I can’t remember the day, or even the week, that he left for the field. I do recall now in hindsight that this was about the time that Lacey moved from nervously plucking her eyebrows with her thin, white fingers, to plucking the top of her head. This led to one of the stranger results of obsessive-compulsive disorder that I have seen. Within a few weeks of Steven’s absence, one could clearly see a bright pink circle of flesh shining through her straw-blond hair. Within a few months she simply gave up on any attempt to conceal the peak of her scalp that now was perfectly clean of hair in a pattern that was identical to the tonsure of a Catholic Monk.
If one knew Lacey, this held no small bit of irony. As with most of us in the social sciences, she could not believe in the possibility of a supreme being. She might give credence to the effectiveness of belief in a simple or traditional society, but she could not believe in the object of belief and would argue with righteous venom against the prospect that spiritual beliefs might have any beneficial effects in our own society. Hers, ours was a belief in the circle of logic, and that she would have a wreath or halo, a mark of a holy man, plucked into her head by her own hand seemed to point to the existence of a god with a sense of humor. Her conclusion that the universe was an intricate machine born from infinite time and random chance was so strong that when she finally had her nervous breakdown, I was puzzled by the details of her background.
I should have seen it coming, of course, etched as it was in her pulpy monk’s cap, but my peers were all so neurologically challenged that it was impossible to cull the dead from the dying, so to speak. It would hurt to find afterwards that her girlfriends had seen it coming all along and had deigned me unworthy of their insights. This, too, should have been obvious, for they had clustered together like a tribe of nervous Amazons since the first year of graduate studies, but I had felt, as a fellow TA and inmate, that we shared a bond beyond gender. That a locus such as gender could exist after years of deconstructive philosophy was a surprise, but I digress. The point is that after her breakdown and subsequent departure, her girlfriends unleashed such a flood of startling information about the woman that it was difficult to believe she was the same Lacey who had graced the department for the last three years.

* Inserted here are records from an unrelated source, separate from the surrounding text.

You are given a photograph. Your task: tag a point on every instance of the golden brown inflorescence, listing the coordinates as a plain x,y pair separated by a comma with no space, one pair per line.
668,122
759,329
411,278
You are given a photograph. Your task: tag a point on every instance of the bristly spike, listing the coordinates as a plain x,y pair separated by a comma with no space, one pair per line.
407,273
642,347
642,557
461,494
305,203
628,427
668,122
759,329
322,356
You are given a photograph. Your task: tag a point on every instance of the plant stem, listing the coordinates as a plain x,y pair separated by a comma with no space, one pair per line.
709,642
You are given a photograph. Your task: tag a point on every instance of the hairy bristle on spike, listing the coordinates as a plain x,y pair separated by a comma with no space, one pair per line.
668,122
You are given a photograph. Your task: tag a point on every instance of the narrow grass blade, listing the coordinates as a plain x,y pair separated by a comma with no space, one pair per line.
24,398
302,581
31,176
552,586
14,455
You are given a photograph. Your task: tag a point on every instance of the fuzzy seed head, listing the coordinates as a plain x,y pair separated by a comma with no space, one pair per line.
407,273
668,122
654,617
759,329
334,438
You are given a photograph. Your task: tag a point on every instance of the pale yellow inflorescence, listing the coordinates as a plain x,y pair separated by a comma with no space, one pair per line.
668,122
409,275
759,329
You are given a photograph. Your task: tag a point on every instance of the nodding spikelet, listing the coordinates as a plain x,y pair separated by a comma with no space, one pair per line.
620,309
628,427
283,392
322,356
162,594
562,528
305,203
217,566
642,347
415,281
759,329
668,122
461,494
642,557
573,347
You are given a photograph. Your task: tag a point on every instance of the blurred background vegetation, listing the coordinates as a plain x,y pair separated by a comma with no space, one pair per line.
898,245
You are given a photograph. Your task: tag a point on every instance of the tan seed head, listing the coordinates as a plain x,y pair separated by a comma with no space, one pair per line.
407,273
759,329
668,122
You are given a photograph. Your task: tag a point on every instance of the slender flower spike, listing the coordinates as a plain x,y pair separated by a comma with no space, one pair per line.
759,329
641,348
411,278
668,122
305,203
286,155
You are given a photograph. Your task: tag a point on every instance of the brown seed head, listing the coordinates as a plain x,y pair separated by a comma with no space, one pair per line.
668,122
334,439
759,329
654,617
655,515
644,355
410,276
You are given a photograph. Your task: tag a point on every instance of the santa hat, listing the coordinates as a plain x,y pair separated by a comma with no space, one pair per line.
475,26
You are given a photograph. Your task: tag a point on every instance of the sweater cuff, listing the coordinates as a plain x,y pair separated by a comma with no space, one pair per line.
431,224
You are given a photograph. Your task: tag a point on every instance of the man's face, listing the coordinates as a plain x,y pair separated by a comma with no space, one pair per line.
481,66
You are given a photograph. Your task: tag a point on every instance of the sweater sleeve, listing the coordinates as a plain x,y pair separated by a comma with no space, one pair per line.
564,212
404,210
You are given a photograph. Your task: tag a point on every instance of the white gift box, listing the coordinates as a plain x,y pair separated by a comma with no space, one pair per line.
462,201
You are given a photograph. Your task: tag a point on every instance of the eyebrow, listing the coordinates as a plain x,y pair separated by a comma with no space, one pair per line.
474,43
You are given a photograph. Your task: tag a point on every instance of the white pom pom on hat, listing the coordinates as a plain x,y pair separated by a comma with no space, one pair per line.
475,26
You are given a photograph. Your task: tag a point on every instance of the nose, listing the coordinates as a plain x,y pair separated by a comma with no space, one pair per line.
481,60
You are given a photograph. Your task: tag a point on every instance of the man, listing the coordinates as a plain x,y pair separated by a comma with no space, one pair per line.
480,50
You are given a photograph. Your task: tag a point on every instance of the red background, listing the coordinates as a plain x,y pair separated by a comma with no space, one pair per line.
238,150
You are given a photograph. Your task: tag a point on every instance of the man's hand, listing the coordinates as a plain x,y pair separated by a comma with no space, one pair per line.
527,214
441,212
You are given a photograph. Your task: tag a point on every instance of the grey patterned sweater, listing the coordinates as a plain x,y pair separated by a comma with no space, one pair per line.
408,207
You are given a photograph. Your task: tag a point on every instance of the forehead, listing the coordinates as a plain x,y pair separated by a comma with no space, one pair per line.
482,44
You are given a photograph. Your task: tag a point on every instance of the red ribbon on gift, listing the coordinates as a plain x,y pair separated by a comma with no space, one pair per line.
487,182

She had once mentioned that she had come from somewhere in New England, which, as a Midwesterner, I pictured in conflicting images of bright autumn leaves and grimy, old factories, but it had never occurred to me that she was of the Old Establishment. I had read of this long before in a poem about the Cabbots and Lodges of Boston and how one only spoke to the other, and the other only to God, but that whole system was so foreign that it seemed mythical. So it was surprising to find that Lacey had come from one of those families who spoke to both the Cabbots and Lodges, and even more surprising to see that her girlfriends were in awe of that fact. How could those who identified with the exotic and powerless become so breathless before archaic notions of pedigree and old money? And how could a woman who came from such impeccable Episcopalian roots be so aggressively atheistic?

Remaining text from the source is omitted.